In the past, communities were held together, and public morality maintained, by the personal sense of shame and obligation, the habituation of moderate emotional responses, the concern for family honor, and the desire to prove oneself worthy of the responsibilities of individual self-government. Today, in a quest to root out all moral aberrations and imperfections, societies employ school-indoctrinated slogans, omnipresent cameras, algorithmic monitors, and an ever-expanding panoply of mandates and quasi-regulatory social tribunals to direct and delimit everyone’s actions, words, and even thoughts, by means of the omnipresent awareness of being prodded, watched, ordered, and frightened into behaviors that are never truly chosen, actions without real alternatives.

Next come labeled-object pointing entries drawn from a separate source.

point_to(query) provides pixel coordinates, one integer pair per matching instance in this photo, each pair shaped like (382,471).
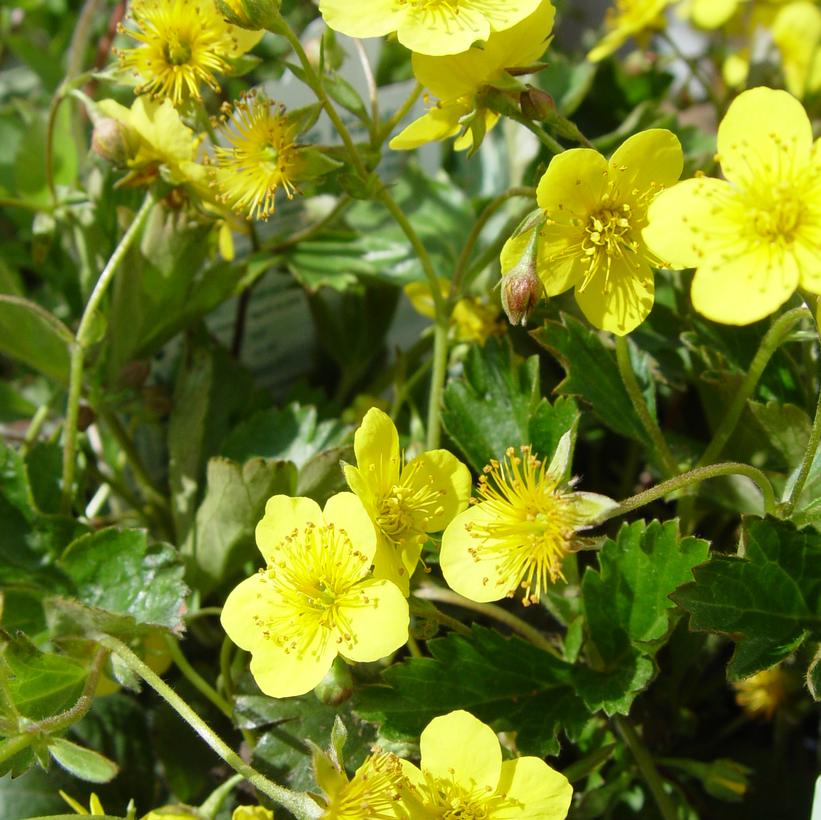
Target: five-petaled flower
(462,775)
(405,500)
(526,520)
(456,80)
(755,236)
(594,212)
(426,26)
(315,598)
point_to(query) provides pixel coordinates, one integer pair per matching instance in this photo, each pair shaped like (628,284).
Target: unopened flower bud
(521,292)
(250,14)
(337,685)
(536,104)
(109,140)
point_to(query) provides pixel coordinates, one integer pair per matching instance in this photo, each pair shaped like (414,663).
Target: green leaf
(592,374)
(506,682)
(39,684)
(120,572)
(222,539)
(767,600)
(81,762)
(290,722)
(31,335)
(292,433)
(497,404)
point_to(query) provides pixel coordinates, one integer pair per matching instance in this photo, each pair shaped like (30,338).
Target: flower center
(177,52)
(530,524)
(313,575)
(781,220)
(449,800)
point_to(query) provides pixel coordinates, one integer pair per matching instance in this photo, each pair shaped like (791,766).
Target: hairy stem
(696,476)
(298,803)
(496,613)
(81,342)
(194,677)
(646,766)
(628,377)
(774,337)
(473,236)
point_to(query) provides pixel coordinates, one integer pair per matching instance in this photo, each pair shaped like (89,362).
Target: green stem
(628,377)
(496,613)
(806,462)
(298,803)
(196,680)
(440,305)
(82,340)
(473,236)
(441,618)
(128,449)
(399,114)
(646,766)
(777,333)
(696,476)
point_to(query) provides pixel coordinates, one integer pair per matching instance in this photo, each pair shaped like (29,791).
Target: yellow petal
(458,747)
(362,18)
(397,562)
(451,29)
(283,674)
(536,791)
(797,33)
(695,218)
(376,445)
(741,289)
(442,485)
(378,626)
(645,161)
(283,515)
(623,302)
(573,185)
(439,123)
(474,576)
(458,75)
(559,262)
(712,13)
(765,137)
(247,602)
(347,513)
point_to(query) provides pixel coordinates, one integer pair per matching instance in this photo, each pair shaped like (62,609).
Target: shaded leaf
(497,404)
(506,682)
(767,600)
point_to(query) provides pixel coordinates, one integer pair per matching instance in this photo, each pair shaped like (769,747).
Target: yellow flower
(462,775)
(797,33)
(517,534)
(457,80)
(262,156)
(426,26)
(626,19)
(373,792)
(252,813)
(591,237)
(315,598)
(405,501)
(183,45)
(756,236)
(762,694)
(154,136)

The result of this recent perfecting of artificial (i.e., mechanistic) methods of social control? The internal regulatory system of the free and responsible individual has been replaced with external controls, which if ever lifted for a moment would reveal anarchy, which is to say a crowd (not a community in any proper sense) comprised of overgrown and poorly raised children, guided only by anxiety over getting caught or obedience rooted in the practical futility of trying anything, and restrained only by calculations of what they can get away with or by the laziness of unthinking mob compliance.

In short, public morality has been reduced to mutual assured destruction — the Hobbesian state of nature — slowed only by fear of the monitors and the lassitude of deeply ingrained pointlessness. This is the paradoxical essence and inevitable outcome of ceding the tasks of moral education and social cohesiveness to the machinery of the utopian bureaucratic police state.